DICE's general manager calls out the next FPS trend as near-future
By Mike Williams
Thu 05 Jul 2012



DICE general manager Karl Magnus Troedsson believes first-person shooters need to do more to innovate. Before Modern Warfare hit the scene the big time period in first-person shooters was World War II, but these days players can't get enough of fictionalized versions of current conflicts. Troedsson called out the modern setting as one way FPS developers have been resting on their laurels.

"I think we're going to start seeing people moving away from the modern setting, because every now and again settings or themes start to get stale and then everyone jumps over," Troedsson told Edge Online. "You know, at some point dinosaurs are the hottest thing and everyone is making games with dinosaurs, but there are trends. It used to be WWII, and recently it's been the modern era and people are now moving towards near future."
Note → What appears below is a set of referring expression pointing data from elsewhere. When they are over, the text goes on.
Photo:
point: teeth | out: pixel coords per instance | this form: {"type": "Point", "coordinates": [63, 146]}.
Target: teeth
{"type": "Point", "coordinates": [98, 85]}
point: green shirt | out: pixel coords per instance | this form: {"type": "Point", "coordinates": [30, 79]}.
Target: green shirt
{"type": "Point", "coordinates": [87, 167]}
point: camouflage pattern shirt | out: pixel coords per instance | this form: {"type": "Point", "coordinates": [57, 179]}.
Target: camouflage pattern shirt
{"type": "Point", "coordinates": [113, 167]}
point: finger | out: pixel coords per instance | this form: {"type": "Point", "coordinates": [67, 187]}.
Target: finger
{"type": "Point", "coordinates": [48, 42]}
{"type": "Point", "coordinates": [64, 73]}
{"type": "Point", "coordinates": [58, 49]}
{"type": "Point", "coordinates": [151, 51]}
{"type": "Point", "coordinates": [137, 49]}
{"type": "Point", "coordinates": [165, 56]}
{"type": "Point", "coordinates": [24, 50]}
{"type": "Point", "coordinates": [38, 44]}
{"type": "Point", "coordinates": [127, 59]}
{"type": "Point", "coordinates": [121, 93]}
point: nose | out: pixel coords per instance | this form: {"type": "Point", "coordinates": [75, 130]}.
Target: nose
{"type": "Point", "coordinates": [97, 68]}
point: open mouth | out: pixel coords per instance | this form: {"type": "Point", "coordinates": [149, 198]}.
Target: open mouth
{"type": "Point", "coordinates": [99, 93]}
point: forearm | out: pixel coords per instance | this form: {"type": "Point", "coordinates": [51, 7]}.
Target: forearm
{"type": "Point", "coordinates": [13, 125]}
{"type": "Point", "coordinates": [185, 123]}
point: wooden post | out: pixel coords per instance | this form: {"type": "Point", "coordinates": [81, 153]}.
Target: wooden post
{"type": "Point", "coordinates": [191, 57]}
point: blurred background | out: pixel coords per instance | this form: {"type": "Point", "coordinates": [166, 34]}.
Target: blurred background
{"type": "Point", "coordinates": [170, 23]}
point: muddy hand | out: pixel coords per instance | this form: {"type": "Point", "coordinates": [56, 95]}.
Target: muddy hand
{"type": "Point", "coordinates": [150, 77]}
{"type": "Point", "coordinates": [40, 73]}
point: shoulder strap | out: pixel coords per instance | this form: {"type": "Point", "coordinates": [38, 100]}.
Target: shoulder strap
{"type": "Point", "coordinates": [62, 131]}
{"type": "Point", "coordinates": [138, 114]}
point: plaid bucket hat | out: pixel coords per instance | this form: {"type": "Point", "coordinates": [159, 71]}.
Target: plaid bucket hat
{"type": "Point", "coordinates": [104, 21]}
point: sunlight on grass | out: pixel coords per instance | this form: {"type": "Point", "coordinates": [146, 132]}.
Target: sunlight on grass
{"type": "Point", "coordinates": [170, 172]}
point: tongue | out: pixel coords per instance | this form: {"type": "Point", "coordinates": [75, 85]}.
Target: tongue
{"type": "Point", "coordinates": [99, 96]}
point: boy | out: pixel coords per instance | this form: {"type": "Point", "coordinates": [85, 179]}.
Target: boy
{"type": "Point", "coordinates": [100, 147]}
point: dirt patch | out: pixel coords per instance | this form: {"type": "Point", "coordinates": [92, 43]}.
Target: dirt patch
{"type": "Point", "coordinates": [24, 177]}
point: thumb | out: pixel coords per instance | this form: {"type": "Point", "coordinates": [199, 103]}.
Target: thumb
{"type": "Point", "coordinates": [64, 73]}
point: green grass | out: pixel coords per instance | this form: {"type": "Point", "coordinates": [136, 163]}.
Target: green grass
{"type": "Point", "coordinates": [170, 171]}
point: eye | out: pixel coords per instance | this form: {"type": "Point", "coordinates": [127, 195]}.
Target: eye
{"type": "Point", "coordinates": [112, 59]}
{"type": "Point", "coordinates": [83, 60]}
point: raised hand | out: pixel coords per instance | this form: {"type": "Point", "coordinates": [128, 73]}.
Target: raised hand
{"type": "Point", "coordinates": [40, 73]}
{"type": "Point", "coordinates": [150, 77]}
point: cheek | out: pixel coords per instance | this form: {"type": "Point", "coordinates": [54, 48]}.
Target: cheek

"But it's a bit cheap to just say, 'Okay, we're going to switch and go back in time or into the future and that will be innovation'. It will definitely drive the franchise forward for whatever game, but it's not true innovation, it's more a thematic change that has a perceived value to the gamers out there. But as a developer you can only make so many games in one particular era, and then you personally start to get a bit bored with it," he added.

Troedsson said that developers need to push themselves, technically and thematically.

"I think it's our responsibility as game developers to always push ourselves when it comes to the experience of games. To always make sure that when we put games in the hands of consumers that we are proud of what we've done," he said.

"We want people to be amazed when they look at our games. We want to make the best game that we can, and we want that game to be the best one on the market. If gamers think that, then we've done our job. We're not there yet, but we're working on it."